Теперь выпрямилась и Дженнифер.
– Какой же я болван и дурак! У меня в руках с самого начала были все средства для защиты, только я ничего не замечал!
– Какой защиты?
– Во-первых, – он словно вглядывался в прошлое, – подумаем, что на самом деле произошло. Все твердят, будто бы я «разбил дверь». Это неправда, что нетрудно доказать. Я нанес по двери один сильный удар кочергой и пробил филенку. Молли откинула засов и впустила меня… И спальня, и будуар в то время были ярко освещены. Правда, мои обвинители уверяют, что в обеих комнатах было темно. На том и строится весь их расчет!
Значит, Молли отперла дверь. В полной темноте я по ошибке принял ее за Хлорис и задушил. Как же, по их мнению, это должно было произойти? Войдя в спальню, я не сразу набросился на Молли. Значит, я крался по темной спальне, заставленной мебелью, обошел кровать и отрезал довольно длинный кусок шнура от звонка. Затем отыскал Молли в темноте и сделал свое черное дело.

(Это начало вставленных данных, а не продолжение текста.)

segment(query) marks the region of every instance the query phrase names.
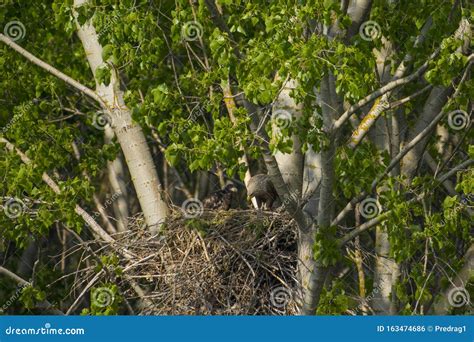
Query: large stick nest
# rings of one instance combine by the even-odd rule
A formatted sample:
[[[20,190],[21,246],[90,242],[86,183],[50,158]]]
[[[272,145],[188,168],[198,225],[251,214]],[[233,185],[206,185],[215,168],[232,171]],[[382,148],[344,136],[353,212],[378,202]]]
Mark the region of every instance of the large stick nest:
[[[153,302],[143,314],[296,313],[296,227],[287,214],[175,211],[158,238],[140,217],[115,238],[141,260],[126,273]],[[138,300],[131,289],[124,295]]]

А она послушно позволила задушить себя!
– Но ведь…
– Невозможно, моя дорогая, – сказал он спокойно. – Этого не смог бы сделать ни один человек на свете: его жертва обязательно бросилась бы бежать и перебудила бы весь дом. Все обвинения основаны на том, что убийство было совершено в темноте, – будь там хоть искра света, я бы понял, что передо мною не Хлорис, а Молли.
Дождь плясал и барабанил по крыше двуколки. Дженнифер, приложив руки к вискам, поправляла выбившиеся пряди.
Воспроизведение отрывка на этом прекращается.